REPUBLIKA.CO.ID, NEW YORK -- Dewan Keamanan Perserikatan Bangsa-Bangsa pada Kamis (9/4) menggelar sidang untuk pertama kalinya dengan pembahasan soal pandemi virus corona. Badan PBB beranggotakan 15 negara itu, yang bertugas menjaga perdamaian dan keamanan dunia, selama ini bergelut untuk mencapai kesepakatan soal perlu atau tidaknya mengambil tindakan.
Sekretaris Jenderal PBB Antonio Guterres secara pribadi dan virtual memberikan pemaparan kepada Dewan soal penyakit itu. "Pandemi ini juga merupakan ancaman signifikan bagi pemeliharaan perdamaian dan keamanan internasional dan berpotensi mengarah pada peningkatan kerusuhan sosial dan kekerasan yang akan sangat merusak kemampuan kita untuk memerangi penyakit ini," kata Guterres kepada Dewan.

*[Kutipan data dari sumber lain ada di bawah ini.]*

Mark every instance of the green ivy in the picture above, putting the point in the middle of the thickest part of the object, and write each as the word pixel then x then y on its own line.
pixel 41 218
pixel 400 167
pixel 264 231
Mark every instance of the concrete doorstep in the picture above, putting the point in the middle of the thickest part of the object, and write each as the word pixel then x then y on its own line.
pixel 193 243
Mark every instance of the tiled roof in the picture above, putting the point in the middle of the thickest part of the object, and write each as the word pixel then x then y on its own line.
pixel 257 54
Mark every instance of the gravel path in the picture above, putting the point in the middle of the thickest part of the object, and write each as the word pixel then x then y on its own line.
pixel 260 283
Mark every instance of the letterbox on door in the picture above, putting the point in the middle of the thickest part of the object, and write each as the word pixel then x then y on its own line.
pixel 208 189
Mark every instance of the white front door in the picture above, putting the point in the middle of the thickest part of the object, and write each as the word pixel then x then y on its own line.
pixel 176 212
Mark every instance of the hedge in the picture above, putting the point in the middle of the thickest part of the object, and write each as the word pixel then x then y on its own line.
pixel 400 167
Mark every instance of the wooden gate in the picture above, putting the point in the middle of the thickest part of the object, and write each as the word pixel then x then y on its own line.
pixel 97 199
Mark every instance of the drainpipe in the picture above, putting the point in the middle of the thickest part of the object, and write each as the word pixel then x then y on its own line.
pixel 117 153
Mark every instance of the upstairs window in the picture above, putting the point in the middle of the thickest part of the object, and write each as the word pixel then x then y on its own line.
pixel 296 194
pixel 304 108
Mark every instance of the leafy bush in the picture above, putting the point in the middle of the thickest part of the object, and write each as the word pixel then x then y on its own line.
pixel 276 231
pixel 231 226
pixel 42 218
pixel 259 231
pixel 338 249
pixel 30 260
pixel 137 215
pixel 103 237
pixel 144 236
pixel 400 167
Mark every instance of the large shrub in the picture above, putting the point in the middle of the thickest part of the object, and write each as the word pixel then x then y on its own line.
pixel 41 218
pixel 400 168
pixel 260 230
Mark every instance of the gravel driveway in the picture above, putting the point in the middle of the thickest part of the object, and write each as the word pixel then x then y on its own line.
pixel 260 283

Keterlibatan Dewan Keamanan akan sangat penting di tengah upaya untuk mengurangi dampak pandemi Covid-19 pada perdamaian dan keamanan. "Tentunya, sinyal persatuan dan ketetapan dari Dewan akan banyak diperhitungkan pada keadaan yang membuat gelisah ini," katanya.
Menurut penghitungan Reuters, pandemi virus corona Covid-19 sejauh ini sudah menjangkiti 1,5 juta orang dan menghilangkan 90.000 nyawa orang di lebih dari 200 negara dan wilayah. Banyak diplomat terutama menyalahkan kelambanan Dewan Keamanan terhadap pandemi di Amerika Serikat dan China.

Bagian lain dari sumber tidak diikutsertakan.